Sodium fluorescein provides an interesting option for tumor identification. In the one study currently available, marked tumor enhancement was seen in PA. Fluorescein is particularly useful because it fluoresces in the visual light spectrum and does not require any changes to the intraoperative optics. Additionally, since fluorescein is commonly used to diagnose cerebrospinal fluid leaks, it might be useful to investigate tumor fluorescence during cases where fluorescein has already been instilled preoperatively. Challenges with fluorescein use include the need to infuse the drug into the subarachnoid space via placement of a lumbar drain and a small but well documented risk of seizures, particularly if the drug is infused rapidly. Though more studies are needed to support sodium fluorescein intraoperative use, it has proven to be a promising adjunct that can be utilized universally due to its low cost and safety.
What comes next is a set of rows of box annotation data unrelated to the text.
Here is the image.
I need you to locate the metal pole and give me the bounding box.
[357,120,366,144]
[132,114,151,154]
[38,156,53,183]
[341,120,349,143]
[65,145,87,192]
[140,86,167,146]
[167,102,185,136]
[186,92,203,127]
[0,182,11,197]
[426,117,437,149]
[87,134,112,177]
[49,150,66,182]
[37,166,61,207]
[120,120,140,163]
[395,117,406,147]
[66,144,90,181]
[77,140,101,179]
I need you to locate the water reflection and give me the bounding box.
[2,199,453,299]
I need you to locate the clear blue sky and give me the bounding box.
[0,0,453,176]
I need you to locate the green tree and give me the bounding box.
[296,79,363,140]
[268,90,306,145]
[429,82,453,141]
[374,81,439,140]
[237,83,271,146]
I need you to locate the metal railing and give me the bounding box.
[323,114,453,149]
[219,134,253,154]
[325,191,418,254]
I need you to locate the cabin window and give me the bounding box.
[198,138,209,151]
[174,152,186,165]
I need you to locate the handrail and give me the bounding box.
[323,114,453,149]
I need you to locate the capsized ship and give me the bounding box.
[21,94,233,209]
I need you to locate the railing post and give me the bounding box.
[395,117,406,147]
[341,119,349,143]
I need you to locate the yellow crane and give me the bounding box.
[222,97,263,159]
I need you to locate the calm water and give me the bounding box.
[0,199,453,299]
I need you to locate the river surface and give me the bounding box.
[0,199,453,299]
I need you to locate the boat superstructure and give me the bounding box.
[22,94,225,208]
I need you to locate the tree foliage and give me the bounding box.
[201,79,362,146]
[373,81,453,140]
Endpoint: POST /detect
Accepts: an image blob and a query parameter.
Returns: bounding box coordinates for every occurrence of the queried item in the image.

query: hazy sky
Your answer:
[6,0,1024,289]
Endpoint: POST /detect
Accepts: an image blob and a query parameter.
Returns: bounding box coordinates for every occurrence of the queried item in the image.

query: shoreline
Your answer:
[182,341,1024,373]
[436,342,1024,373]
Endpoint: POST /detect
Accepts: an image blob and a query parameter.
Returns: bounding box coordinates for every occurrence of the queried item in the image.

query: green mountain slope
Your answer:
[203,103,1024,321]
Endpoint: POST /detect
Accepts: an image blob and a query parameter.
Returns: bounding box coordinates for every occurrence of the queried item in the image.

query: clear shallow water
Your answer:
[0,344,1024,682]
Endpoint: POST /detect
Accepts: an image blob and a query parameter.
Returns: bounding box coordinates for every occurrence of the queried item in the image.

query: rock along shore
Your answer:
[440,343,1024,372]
We identified clear limitations of optical fluorescent agents during PA surgery. Currently, fluorescence techniques can only detect of PA near the surface of the operative field due to their requiring a direct application of polarized light. Novel technological devices could be developed to address deeper lesions, but no market solutions currently exist. Current in vitro studies are limited by a lack of standardized protocols, small sample sizes, and lack of primary human cell cultures. These limitations should be considered in designing future studies and prior to the clinical use of optical fluorescent dyes during PA surgery.

Conclusion:

Identification of small and residual tumor tissue during PA surgery is a major surgical challenge with profound effects on patient outcomes. We conducted a systematic review of the literature and identified four optical fluorescence agents with varying degrees of promise as diagnostic adjuncts during PA surgery. Currently available evidence does not describe a clear clinical benefit from intraoperative fluorescence imaging using 5-ALA, ICG, OTL-38 or fluorescein in PA surgery in terms of extent of resection or neuroendocrine outcomes. In the future, fluorescence techniques could be particularly useful in MRI negative patients with functional PA syndromes. In a handful of small studies, microadenomas were positively identified with the use of 5-ALA and ICG adjuncts, but further validation of these reports is needed. Pituitary subtype and degree of folate expression affects the uptake of fluorescent dyes: further investigation of this relationship is warranted prior to clinical use in functional PA. Folate-based dyes such as OTL-38 may be particularly useful for intraoperative visualization of PA. Directions for future research include investigations of tumor proliferation markers and PA subtype on fluorescence, efficacy of 5-ALA PDT in vivo and ongoing exploration of these optical fluorescent contrast agents impacts on gross total resection rates. At this time, intraoperative fluorescence remains a promising, albeit investigational, adjunctive technique during PA surgery.

Footnotes

Conflict of Interest:

Author Stephanie Wan-Ting Chang declares that she has no conflict of interest. Author Daniel Donoho declares that he has no conflict of interest. Author Gabriel Zada declares that he has no conflict of interest.

Ethical approval:

This article does not contain any studies with human participants or animals performed by any of the authors.